I very much welcome the action that the Minister has taken so far. He has not rubber stamped the closure decision; he has asked serious questions about the future of patient care if St. Nicholas is closed. It is not just geriatric patients who will be affected. In its comments upon the closure proposal, the Greenwich and Bexley family practitioner committee questioned the sense of spending considerable capital sums upon providing extra outpatient and paramedical facilities in other hospitals if St. Nicholas was closed, particularly if this would involve patients in long and difficult journeys. The family practitioner committee supported at the very least the retention of full outpatient and diagnostic services at St. Nicholas.
It is also worth recalling that 54 local general practitioners who had used the general practitioner beds at St. Nicholas oppose both the closure and the resulting transfer of those beds to Greenwich district hospital. Their comment was revealing. They said that there was a crying need for beds for the elderly, whose primary need was care rather than high technology medicine or surgery. St. Nicholas could play that complementary, supportive role, with great benefit to the two district general hospitals. Many of the routine, minor accident cases could be dealt with at St. Nicholas instead of lengthening the queues at the Brook or the Greenwich district hospitals. The pressure on beds at the two big general hospitals could be eased if none acute cases and care were available at St. Nicholas.
My constituents are incensed by the fact that St. Nicholas is not being allowed to fill this role. They want to know what on earth the point is of lengthy and detailed public consultation if a health authority can then ignore its results as blatantly as the Greenwich health authority has done in this case. St. Nicholas is ideally sited to serve not just my constituents in Plumstead, Abbey Wood and Thamesmead but many more people in the neighbouring areas of Belvedere, Welling and Erith. It is ridiculous that these potential patients and their families should be forced to undertake costly and difficult journeys to Sidcup, just because of the bureaucracy of health service boundaries.
We are not asking for the hospital to be retained in its present form. We understand that the nature of the site makes it extremely expensive to run, but it should be possible to use some of the buildings and some of the land to provide the basic essentials that are needed by a viable and effective community hospital. That would release a substantial area of land to help with the funding of the necessary capital expenditure.

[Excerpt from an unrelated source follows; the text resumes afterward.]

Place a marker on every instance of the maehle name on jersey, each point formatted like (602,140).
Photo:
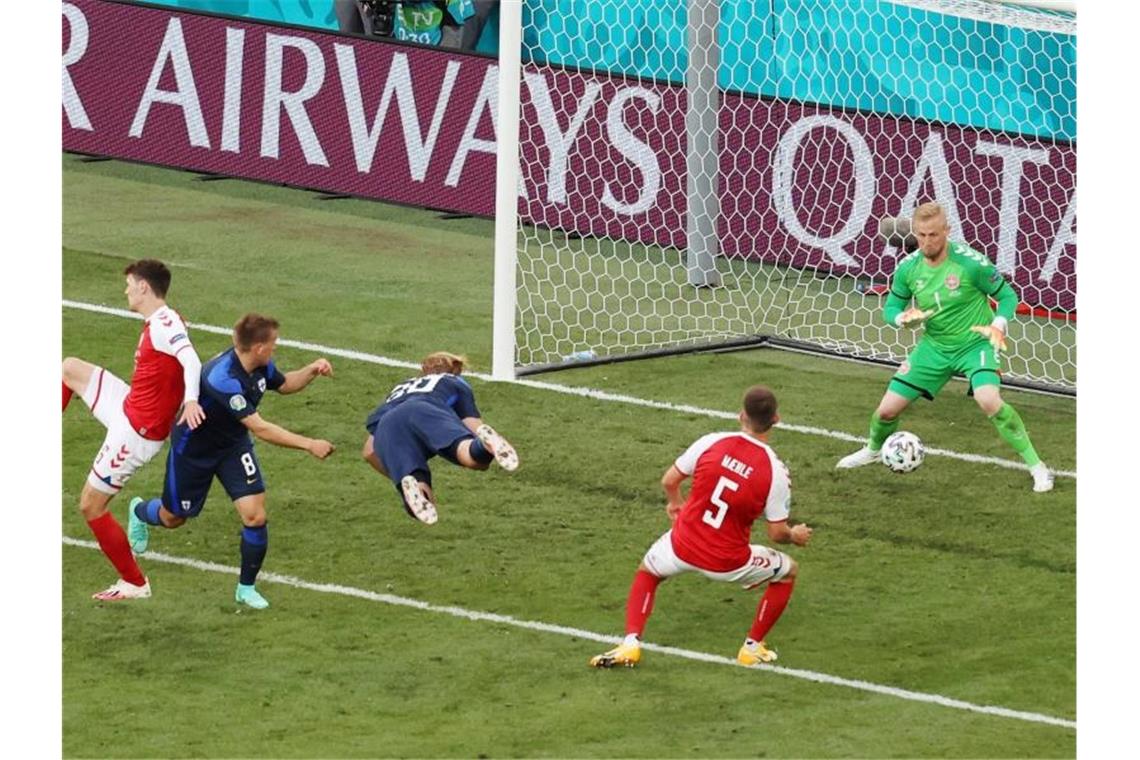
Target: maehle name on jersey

None of the factors that led Lord Ennals to rule against the closure in 1978 has been removed. The population is still growing, particularly in Thamesmead. There are still large numbers of elderly people. There are still substantial areas of old housing. And growing unemployment has done absolutely nothing to improve the social deprivation in the area. If anything, the case for St. Nicholas is stronger today than it was in 1978.
I applaud the Minister for the action that he has taken so far. I urge him to follow the example of his distinguished predecessor and come and see for himself. He will find that the case for St. Nicholas rests not on loyalty to a much loved local institution, powerful though that is, but on the sheer hard fact of the need for health care in the area that St. Nicholas has served for so long and that it should be able to serve in the future.